Chapter 8 (continued once more)
Life didn't have to be a series of failed, tragic relationships, did it? Sedgewick wouldn't have to walk around seeing so many glimmers of hope, but knowing that each one would crash and burn, would he? He hoped not. He seriously hoped not.
Later that day he sat in a quiet corner of one of the university's art galleries, killing time before his art history class, letting his mind wander in the room lined with pseudo-realistic paintings.
Not all of Sedgewick's romantic leanings had crashed and burned in a pile of emotionally drained wreckage. Early in high school, long before Beth, there was Constance. She had been a positive experience, a ray of hope in Sedgewick's dating history. Dating history; you could hardly call a single dance and a failed Rash Dangerously outing a history.
But there had been something with Constance. It was his freshman year of high school and there were phone calls and notes exchanged, even a single flower at one point. They walked down the hall together and may have even held hands. She liked to talk to Sedgewick, more than most girls did, liked to ask him questions and peer into his quiet little head. They told stories and laughed together, so innocent and free.
When it ended neither of them were really sure what had happened. Looking back on it, Sedgewick chalked it up to the tumultuous times of high school. They were both changing rapidly, growing away from one another. It may not have been so much change in one another as it was trying to find their place. And the places they found didn't have room for each other. At least that's how she felt. Sedgewick didn't quite understand, but he could see the anxiety on her face, could see an uneasiness that hadn't been there before and he didn't know what else to do. So he let her go.
It was amiable, and they still talked and smiled in the hallways. There wasn't a crushing awkwardness that would follow them everywhere. Their relationship just fizzled away. Perhaps it was still tragic. But Sedgewick could at least look back with fondness.
Sedgewick stood up and meandered throughout the gallery. A quiet peacefulness filled the gallery, something he didn't always find in the university library. Sound echoed off the hardwood floors, so even when people did come through they tried to be especially quiet.

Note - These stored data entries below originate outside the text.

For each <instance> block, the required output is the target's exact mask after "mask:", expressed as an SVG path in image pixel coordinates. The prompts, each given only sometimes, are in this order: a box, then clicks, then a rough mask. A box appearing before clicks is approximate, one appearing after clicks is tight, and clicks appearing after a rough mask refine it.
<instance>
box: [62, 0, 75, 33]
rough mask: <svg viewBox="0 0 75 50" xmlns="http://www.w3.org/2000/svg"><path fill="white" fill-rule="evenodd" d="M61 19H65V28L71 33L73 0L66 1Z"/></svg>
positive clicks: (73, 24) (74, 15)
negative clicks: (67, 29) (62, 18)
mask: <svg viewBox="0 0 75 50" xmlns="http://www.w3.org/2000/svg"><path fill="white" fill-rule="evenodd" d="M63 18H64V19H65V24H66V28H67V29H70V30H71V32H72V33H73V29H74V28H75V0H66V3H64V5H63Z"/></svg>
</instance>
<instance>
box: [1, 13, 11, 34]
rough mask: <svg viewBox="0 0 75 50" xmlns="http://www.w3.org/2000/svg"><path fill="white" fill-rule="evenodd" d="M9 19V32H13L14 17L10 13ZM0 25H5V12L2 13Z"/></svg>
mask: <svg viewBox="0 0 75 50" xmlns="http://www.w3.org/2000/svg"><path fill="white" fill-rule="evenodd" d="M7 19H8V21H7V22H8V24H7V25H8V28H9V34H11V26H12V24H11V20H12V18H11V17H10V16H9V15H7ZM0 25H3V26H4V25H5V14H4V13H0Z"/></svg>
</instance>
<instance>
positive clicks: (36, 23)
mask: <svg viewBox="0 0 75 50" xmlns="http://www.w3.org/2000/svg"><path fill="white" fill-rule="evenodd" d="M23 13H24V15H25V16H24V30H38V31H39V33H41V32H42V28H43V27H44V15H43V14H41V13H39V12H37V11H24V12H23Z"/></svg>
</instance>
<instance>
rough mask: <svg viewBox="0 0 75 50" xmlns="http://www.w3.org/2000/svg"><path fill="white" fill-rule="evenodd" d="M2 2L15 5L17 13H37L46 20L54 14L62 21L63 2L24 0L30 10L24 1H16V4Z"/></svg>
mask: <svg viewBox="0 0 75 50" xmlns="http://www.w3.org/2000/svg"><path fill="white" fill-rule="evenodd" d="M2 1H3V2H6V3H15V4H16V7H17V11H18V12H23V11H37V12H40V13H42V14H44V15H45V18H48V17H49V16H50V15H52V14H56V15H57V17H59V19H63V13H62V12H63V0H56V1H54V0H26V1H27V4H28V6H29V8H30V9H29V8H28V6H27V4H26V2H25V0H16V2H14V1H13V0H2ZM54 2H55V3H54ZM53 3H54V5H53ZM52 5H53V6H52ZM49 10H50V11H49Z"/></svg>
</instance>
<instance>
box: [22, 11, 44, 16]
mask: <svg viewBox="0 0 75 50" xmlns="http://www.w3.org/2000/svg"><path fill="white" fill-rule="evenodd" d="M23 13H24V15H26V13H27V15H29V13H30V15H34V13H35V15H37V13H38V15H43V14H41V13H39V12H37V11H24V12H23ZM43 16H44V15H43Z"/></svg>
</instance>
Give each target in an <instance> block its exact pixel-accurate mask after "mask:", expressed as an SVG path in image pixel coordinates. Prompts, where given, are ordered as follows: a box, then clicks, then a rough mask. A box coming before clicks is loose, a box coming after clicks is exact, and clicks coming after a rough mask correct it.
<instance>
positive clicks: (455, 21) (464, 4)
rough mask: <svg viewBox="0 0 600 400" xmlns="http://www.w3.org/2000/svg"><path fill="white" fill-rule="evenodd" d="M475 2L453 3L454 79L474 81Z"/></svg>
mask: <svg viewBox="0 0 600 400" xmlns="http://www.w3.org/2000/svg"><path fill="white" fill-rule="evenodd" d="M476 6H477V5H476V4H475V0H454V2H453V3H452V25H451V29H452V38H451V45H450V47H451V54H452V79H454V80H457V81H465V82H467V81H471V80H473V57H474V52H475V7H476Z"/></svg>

One of the paintings hung in an enormous, gaudy frame, which was probably part of the artist's statement, featured a person, stretched and pulled in several directions. It was pseudo-realistic, a person that looked real in a way, but was also stretched and caricatured. The bright yellowish orange of their skin popped out against the darker, hazier background.
Sedgewick thought about the painter, the artist who had created this. He wondered what it took to go from an idea in their head to paint on canvas. Did they have the finished product in mind when they began, or did it come about through hours and hours of work? Was there a dumpster somewhere filled with half way approximations of this work that didn't quite cut it: maybe a redish person on a green background, maybe a yellow person on a red background, maybe less pop, maybe more realistic, maybe less realistic and more stylized?
He wondered, and missed his father. And he missed Allison.